What do you want, really want in life that getting more active will help you accomplish?
Journal it or write that down and stick it somewhere you can see it every day.
Set a realistic goal
Set a realistic goal meaning make it something you can achieve, even though it will be a challenge at first. Commit to walking 2 times per week and increase it to 3 times after you’ve done that for a couple of weeks. While it’s tempting to get all excited and think “go big or go home” – start small, check of those goals and keep expanding on it week by week. Celebrate that goal when you reach it and raise it so you keep challenging your body and your Self.
Track your success
Use your fave smartphone app to remind, track and motivate you to stick with your health goals. I’ve gone through a few, and what’s working for me right now are:
GoogleCalendar which will easily allow you to set a goal, just like you’d set a reminder or an event. It will let you customize it to running, walking, yoga – whatever. You can set how many times per week you want to do it and it’ll ask you when you’d like to start. It will ask you “Ready for your workout?” and you have the option to click “done” or “later”. And it feels so good to check off done, and gives you a good reminder when you have to check off later! You can also link it to the next app I’m using a lot right now which is GoogleFit.

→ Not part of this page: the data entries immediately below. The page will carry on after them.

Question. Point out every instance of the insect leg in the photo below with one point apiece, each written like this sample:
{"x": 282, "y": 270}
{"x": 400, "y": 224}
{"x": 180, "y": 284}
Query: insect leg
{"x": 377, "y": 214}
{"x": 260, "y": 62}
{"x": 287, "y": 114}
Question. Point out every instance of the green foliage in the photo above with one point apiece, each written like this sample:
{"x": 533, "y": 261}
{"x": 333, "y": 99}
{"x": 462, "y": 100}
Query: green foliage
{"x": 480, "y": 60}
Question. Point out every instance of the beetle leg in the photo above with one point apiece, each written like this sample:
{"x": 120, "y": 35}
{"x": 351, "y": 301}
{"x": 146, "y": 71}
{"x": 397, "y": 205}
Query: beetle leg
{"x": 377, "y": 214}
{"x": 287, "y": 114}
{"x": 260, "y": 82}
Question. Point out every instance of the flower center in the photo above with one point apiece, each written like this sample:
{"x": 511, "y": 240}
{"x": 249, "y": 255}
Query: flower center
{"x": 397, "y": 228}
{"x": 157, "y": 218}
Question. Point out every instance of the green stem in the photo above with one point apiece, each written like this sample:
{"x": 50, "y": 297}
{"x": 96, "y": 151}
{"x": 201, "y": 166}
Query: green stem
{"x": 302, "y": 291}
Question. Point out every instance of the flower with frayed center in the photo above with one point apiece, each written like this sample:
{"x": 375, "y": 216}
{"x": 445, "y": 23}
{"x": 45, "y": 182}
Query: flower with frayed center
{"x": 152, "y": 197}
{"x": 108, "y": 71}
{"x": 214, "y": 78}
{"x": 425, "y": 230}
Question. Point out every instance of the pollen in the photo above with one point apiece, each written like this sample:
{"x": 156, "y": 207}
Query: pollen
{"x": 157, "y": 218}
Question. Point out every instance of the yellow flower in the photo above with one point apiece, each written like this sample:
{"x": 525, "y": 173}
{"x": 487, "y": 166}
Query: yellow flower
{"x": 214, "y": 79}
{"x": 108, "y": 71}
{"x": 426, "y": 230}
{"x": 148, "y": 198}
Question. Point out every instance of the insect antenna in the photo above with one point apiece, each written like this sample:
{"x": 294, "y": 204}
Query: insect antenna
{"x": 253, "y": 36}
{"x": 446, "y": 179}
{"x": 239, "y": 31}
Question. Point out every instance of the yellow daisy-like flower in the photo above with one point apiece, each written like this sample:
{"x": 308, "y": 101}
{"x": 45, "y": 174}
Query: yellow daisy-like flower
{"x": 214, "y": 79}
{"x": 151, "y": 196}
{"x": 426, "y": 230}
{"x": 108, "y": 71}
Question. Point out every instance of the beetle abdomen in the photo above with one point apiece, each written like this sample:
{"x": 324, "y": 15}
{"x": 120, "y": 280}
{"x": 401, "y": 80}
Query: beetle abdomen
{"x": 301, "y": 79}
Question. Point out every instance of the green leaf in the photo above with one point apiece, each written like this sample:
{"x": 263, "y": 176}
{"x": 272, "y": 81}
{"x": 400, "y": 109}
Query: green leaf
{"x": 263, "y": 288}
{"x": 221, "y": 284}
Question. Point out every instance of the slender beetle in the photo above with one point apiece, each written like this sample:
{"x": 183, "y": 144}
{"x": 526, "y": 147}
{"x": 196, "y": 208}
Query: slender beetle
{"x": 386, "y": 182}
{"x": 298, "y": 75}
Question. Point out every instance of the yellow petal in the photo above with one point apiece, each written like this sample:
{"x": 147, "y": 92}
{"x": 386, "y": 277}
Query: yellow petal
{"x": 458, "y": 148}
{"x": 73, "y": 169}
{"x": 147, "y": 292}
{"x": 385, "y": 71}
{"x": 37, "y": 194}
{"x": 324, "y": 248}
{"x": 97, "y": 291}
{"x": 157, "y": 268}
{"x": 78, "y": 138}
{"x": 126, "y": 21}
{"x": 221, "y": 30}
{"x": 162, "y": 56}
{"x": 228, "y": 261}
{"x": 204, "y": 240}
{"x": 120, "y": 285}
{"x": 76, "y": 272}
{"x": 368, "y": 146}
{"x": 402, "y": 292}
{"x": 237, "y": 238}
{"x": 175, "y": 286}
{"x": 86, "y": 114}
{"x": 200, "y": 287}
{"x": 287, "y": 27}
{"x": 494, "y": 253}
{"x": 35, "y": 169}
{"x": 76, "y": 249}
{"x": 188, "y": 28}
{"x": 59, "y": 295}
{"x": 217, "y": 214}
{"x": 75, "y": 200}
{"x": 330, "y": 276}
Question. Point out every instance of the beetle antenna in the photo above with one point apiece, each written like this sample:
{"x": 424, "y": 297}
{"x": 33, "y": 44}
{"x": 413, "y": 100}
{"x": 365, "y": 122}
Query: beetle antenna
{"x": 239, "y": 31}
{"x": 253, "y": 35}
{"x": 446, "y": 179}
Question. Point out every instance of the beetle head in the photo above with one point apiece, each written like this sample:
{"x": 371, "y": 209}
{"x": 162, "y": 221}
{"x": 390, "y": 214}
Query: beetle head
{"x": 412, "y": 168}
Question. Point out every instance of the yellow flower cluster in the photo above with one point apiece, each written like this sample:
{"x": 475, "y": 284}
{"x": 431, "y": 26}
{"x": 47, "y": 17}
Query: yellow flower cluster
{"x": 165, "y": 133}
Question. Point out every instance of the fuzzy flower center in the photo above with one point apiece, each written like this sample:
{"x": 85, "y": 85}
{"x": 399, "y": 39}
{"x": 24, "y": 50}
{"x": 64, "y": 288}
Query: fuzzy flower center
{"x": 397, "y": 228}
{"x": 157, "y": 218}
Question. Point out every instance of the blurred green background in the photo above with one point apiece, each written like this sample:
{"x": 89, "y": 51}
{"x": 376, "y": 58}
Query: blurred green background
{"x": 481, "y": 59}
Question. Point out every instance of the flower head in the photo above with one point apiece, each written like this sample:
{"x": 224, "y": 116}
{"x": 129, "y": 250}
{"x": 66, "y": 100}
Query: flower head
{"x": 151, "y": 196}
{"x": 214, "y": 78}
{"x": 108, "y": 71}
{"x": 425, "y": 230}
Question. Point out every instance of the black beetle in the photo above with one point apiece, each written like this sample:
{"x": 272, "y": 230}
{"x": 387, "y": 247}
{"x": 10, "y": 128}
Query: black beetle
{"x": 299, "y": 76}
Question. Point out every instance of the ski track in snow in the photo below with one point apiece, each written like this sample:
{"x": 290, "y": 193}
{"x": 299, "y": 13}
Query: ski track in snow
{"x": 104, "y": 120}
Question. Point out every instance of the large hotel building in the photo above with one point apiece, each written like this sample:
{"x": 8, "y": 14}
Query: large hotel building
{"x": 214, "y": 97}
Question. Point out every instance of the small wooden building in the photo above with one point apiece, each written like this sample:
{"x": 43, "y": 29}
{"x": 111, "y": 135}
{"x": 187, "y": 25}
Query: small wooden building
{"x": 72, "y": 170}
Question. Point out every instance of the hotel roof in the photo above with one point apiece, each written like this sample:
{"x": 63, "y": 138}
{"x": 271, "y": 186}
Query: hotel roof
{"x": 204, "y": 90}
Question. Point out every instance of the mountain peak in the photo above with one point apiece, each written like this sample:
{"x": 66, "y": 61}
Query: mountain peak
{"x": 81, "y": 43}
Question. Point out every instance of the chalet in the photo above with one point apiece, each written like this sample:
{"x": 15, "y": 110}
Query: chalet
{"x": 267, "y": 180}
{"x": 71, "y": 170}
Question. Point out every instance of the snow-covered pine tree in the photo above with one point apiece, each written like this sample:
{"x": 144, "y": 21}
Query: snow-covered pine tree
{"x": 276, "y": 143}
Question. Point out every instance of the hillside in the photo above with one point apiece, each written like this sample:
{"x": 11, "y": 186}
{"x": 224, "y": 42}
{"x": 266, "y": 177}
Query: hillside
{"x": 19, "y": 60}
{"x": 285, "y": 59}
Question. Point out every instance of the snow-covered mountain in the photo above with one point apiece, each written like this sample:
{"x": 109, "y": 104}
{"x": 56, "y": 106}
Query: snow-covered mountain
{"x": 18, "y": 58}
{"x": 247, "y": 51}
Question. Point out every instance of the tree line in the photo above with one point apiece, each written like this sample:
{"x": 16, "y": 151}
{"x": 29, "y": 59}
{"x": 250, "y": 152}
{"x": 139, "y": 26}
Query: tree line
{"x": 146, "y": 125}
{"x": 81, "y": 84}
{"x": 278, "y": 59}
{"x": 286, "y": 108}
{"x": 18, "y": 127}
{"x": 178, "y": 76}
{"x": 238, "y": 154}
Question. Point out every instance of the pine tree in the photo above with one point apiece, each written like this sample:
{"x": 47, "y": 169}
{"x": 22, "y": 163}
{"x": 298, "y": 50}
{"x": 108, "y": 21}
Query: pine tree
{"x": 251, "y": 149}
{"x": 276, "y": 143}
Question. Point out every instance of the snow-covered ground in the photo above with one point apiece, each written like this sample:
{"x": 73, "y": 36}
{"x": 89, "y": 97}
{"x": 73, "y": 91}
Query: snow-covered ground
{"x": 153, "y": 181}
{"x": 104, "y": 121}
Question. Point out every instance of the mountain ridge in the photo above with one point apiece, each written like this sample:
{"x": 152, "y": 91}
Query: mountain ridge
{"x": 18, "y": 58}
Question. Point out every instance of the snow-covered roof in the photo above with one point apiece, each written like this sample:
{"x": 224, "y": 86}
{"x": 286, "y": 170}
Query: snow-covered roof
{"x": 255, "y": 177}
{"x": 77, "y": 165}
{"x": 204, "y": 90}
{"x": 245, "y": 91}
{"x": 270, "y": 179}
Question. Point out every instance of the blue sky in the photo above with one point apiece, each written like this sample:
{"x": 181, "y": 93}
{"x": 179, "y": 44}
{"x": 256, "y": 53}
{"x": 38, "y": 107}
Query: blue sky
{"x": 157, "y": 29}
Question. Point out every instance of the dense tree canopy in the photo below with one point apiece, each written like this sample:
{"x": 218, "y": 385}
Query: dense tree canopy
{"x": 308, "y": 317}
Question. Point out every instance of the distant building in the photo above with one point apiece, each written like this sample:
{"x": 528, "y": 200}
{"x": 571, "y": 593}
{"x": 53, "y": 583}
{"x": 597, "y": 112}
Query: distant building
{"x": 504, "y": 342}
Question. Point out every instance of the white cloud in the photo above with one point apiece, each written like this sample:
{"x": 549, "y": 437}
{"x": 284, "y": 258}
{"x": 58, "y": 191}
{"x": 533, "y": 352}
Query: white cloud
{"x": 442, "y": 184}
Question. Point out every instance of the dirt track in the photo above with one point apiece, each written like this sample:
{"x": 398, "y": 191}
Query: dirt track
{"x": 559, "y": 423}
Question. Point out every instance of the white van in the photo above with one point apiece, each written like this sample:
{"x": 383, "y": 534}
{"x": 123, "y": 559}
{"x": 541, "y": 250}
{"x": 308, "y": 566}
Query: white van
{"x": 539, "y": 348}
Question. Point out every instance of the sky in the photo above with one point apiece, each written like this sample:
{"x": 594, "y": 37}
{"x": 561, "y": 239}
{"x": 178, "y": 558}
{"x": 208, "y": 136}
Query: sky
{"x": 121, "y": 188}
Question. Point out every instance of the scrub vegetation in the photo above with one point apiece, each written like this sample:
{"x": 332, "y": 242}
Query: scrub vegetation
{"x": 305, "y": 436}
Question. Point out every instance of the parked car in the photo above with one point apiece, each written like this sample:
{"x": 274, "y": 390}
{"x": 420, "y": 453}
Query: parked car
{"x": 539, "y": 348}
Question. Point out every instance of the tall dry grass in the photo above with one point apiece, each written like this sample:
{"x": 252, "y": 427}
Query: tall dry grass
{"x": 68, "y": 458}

GoogleFit is neat because it also allows you to set the frequency of various types of exercise per week and gives you a graph to see how you’re doing, which is helpful if you’re more visual. For instance, you can set it with a goal to do yoga 2 times per week, HIIT 2 times per week, monitor step count and total minutes of physical activity per week. Super helpful, if you like to see overall progress and improvement.
More of a pen & paper gal?
No problem! Kick it old school and give yourself a gold star for every workout you do – on a real paper calendar!
It feels so rewarding to look back on the month before and try to top what you did the next month! You can simply write in the workout (as much or as little detail as you like), or give yourself a little checkmark or…you can also use stickers!
I’m serious.
And I do this.
The Bottom Line
In reality, it doesn’t matter what method of tracking you use – just use something that will help you see how much you’ve progressed. It’ll feel great and keep you motivated to keep on moving for your why!